Peggy vit la flamme de vie de maman attisée par le souvenir et, devant ses yeux, lui apparut un joli bébé, couché dans une petite boîte, puis un autre, moins joli celui-là car c’était la petite sœur Missy, morte de la vérole et que personne ne voulait toucher sauf sa maman, elle-même si affaiblie par la maladie qu’elle ne pouvait être d’un grand secours. Peggy voyait la scène et elle savait que papa n’aurait pas dû dire des choses pareilles, parce qu’une expression glaciale avait envahi le visage de maman, malgré toute la chaleur de sa flamme de vie.

« On n’a jamais rien dit d’aussi méchant devant moi », lança maman. Puis elle se saisit du panier répugnant posé sur la table et l’emporta dehors.

« Mary, elle me pique la main avec son bec, dit Peggy.
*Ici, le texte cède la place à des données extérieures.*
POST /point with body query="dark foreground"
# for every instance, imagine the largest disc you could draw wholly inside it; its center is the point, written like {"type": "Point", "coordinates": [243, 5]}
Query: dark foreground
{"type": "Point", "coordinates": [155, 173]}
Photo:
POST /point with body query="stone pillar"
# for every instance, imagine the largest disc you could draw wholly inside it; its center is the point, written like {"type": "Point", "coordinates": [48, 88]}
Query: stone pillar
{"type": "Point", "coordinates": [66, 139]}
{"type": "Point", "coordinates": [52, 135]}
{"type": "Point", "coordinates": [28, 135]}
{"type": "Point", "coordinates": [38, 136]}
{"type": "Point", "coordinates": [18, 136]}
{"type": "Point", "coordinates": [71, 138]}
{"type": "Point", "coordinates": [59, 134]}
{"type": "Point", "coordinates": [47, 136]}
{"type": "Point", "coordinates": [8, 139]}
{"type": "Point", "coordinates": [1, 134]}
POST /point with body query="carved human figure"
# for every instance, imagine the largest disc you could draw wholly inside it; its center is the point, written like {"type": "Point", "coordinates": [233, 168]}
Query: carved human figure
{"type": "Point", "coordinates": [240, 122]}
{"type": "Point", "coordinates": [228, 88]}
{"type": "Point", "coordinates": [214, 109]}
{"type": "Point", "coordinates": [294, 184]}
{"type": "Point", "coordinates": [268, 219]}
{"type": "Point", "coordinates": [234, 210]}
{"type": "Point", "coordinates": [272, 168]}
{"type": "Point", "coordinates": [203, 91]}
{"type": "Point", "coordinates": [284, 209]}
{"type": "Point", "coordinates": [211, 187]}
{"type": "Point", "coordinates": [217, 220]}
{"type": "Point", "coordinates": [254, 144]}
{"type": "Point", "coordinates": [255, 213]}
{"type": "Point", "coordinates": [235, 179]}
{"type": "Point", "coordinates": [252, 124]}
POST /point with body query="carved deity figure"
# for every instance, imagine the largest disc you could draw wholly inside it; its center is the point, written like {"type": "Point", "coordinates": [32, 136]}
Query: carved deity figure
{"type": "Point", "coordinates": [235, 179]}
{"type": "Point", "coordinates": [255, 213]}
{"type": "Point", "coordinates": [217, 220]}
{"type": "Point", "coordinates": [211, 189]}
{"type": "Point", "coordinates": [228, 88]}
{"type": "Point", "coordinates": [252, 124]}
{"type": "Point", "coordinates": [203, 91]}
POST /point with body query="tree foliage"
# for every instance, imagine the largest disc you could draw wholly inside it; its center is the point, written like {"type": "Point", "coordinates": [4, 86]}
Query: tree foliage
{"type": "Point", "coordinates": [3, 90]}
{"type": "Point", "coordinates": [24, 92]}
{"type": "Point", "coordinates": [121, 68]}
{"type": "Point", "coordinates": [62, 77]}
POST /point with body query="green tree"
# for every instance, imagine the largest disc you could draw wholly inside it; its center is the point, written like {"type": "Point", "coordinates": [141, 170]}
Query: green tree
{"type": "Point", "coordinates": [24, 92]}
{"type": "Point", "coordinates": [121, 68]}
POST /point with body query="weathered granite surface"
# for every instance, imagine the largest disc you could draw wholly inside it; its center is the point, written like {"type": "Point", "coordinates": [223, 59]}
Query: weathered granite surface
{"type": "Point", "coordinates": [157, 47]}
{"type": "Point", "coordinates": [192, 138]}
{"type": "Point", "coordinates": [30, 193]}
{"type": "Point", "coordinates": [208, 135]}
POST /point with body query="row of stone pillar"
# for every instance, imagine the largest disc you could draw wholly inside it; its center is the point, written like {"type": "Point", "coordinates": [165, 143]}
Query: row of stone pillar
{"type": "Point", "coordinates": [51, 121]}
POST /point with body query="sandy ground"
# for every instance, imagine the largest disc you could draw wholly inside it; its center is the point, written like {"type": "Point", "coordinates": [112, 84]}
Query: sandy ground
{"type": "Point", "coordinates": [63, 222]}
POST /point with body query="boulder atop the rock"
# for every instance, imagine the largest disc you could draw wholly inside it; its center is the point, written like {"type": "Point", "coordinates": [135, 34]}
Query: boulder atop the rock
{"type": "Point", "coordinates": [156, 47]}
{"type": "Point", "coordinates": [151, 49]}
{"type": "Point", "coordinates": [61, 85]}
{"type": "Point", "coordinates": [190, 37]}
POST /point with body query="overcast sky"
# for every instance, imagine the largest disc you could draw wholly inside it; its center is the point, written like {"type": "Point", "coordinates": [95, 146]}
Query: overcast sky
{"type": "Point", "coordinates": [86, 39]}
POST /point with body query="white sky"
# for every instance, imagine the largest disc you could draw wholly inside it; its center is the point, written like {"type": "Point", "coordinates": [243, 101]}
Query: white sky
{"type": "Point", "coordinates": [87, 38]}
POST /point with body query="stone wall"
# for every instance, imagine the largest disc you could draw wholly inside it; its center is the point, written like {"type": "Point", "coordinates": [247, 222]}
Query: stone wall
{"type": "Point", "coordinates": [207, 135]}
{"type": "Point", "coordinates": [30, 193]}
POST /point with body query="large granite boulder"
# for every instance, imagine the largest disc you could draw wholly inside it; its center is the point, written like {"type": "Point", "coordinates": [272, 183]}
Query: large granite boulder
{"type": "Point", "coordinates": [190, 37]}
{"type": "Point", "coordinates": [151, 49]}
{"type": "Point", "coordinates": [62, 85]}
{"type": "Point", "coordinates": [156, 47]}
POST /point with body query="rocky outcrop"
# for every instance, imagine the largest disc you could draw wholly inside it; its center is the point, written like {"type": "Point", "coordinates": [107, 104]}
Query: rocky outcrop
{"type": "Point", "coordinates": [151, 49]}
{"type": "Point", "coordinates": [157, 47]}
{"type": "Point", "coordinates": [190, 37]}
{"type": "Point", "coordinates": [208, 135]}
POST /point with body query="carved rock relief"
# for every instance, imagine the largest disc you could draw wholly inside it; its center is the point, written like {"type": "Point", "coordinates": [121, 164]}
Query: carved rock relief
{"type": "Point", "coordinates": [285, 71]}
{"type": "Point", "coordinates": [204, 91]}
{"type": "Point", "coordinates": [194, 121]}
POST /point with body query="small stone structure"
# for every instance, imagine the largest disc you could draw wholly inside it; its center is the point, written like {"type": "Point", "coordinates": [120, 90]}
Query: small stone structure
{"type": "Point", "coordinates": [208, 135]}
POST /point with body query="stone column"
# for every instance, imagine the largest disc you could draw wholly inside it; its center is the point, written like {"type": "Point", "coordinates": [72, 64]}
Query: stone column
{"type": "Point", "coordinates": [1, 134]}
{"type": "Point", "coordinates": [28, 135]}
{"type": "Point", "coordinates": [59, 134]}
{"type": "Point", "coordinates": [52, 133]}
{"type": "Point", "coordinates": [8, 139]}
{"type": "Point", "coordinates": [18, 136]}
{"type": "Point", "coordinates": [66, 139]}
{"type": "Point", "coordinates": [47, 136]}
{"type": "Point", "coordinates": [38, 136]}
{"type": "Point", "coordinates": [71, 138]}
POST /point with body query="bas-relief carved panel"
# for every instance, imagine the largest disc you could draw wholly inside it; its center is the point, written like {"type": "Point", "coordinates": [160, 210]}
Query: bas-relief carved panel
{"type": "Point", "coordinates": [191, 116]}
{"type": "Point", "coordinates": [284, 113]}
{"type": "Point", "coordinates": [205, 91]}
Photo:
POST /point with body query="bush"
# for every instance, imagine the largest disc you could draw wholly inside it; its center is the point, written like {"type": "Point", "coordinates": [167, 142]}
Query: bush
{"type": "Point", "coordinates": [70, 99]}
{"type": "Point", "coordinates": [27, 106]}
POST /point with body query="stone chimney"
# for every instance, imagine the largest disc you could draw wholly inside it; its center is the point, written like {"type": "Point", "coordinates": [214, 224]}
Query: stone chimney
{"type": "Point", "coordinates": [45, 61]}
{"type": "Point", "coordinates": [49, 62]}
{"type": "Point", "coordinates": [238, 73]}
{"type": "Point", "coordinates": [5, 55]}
— Ç’a pas fini de t’piquer, tu vas voir, fit papa. Pour avoir manqué d’ramasser les œufs, tu mérites un coup de badine, un seul, parce que j’comprends que c’te poule mal lunée flanque la frousse à un p’tit bout d’chou comme toi. Mais pour avoir fait des accroires, j’m’en vais t’en donner dix. »

À ces mots, Peggy se mit à pleurer pour de bon. Quand il s’agissait de donner, papa ne chipotait pas, il faisait toujours bonne mesure, particulièrement en matière de corrections.

Il prit la badine de noisetier sur l’étagère du haut. Il la rangeait là depuis que la petite Peggy avait jeté l’ancienne au feu.